New workers will see him going about his business and will note a guy without nearly as much game as most has already beaten the odds as he enters his eighth year in the NBA. The presence of the lesser-but-stabler Lance isn’t going to win popularity contests with the fan base, but it helps his young co-workers gain a better approximation of what the pro game is and isn’t.
Looking far forward, Thomas will be gone and forgotten. As the Knicks have won nothing during his time in New York, his presence and contributions will rust, unremembered. He reminds me at times of Jared Jeffries, a former Knick who could do some things but who’s mostly remembered for all he couldn’t do. Or didn’t.
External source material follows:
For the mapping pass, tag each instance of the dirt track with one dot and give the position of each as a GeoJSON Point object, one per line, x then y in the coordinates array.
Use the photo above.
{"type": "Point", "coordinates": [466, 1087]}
Thomas will be gone soon. While he’s here, his job description has less to do with Xs and Os than it does modeling what a working athlete looks like. In 2025 the Knicks will be NBA champs and a confetti-and-champagne-covered Kevin Knox will give a speech in the Canyon of Heroes and one of the names he’ll mention will be Lance Thomas. And some folks’ll look surprised. Not us.
Earth looks beautiful from far away. The closer you get to it and its truths, the closer you come to realizing it’s becoming Venus. We can take the big-picture bird’s eye view of Lance Thomas all we went, but watching him 82 nights is like watching a hot dog get moldy: you weren’t really thrilled with it from the start, and watching it grow more and more disappointing over time becomes a kind of hell.
My biggest fear is this being the kind of year where everything goes wrong, and by March you’re surprised to learn Lance Thomas leads the team in minutes. Sound impossible? Three years ago, Shane Larkin led the Knicks in minutes played. Jason Smith was second. Langston Galloway was fourth. If we’re saying that about Thomas in six months, this will have been, even by Knick standards, a deadass slog of a season.
Lance Thomas does some things, but mostly doesn’t do the rest of them. But he’s a good role model on a young team. But also he will be gone soon.